In the AI security field, not only technical aspects but also various issues surrounding AI are being discussed. For example, issues such as the explainability of AI, the handling of personal information, and legislation regarding AI.

"SimFair: A Unified Framework for Fairness-Aware Multi-Label Classification", published by the research organization of Purdue University, which is famous in the United States, describes the fairness of decision-making derived by machine learning algorithms, and is an excellent paper that deserves the AAAI 2023 paper award. It was selected for an award (AAAI-23 Distinguished Paper).

In addition, presentations were made on the security and safety of AI from various perspectives, such as label diversity and bias in learning data.

Special lecture

The Learning to See the Human Way talk by Massachusetts Institute of Technology Professor Josh Tenenbaum​ ​presented a presentation on embedding humanity into machines and artificial intelligence.

In recent years, a goal among researchers and scholars in the field of artificial intelligence has been to develop deep learning and machine learning models as if humans were thinking.

Among the artificial intelligence technologies that have been established so far, object recognition models, for example, learn from human-labeled image data. I have a difficult situation.

Machines also do not understand object relationships and concepts, and learn and reason about patterns in data, leading to false positives and misclassifications. On the other hand, humans can recognize objects by judging objects and their situations from vast amounts of data such as experience and knowledge.

This is a work that can be achieved by humans' intuitive senses that connect cognition, logic, language, and planned thinking, and machines have not yet achieved this. The human brain begins to develop from 2 to 3 months after birth, and the above-mentioned cognition and logical thinking begin to work little by little before language comprehension.

For these reasons, Professor Tenenbaum said, "Understanding the basis of human learning from the knowledge of developmental psychology and neuroscience, and working on human learning algorithms (which are more sophisticated than we imagine). Making full use of probabilistic programming, program synthesis, game engine tools, and simulators for this purpose should be a breakthrough for developing machines and artificial intelligence in a way that humans think."

Summary

This time, I introduced AAAI, a world-famous academic society for artificial intelligence.

Every year at this conference, attention is paid to presentations related to new methods and implementations of deep learning and machine learning. In 2023, “computer vision and language,” “reinforcement learning,” and “AI security and safety” were the most prominent topics.

The development of "computer vision and language" seems to be imminent because the possibilities of artificial intelligence are expanding dramatically through multimodal methods.
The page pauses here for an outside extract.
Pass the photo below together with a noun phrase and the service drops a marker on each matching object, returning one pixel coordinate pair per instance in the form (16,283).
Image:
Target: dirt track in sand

Also, in "reinforcement learning", I found that the learning method and data handling are devised from the viewpoint of implementation.

"Security and safety of AI", which should be taken into account before the utilization of artificial intelligence advances, is one of the topics that will continue to be discussed, but this time the paper on the fairness of algorithmic decision-making was selected as an excellent paper. The high degree of attention from academic societies can also be seen from the fact that

I would like to pay attention to what topics will be discussed at next year's AAAI, and to learn about the "current state of artificial intelligence".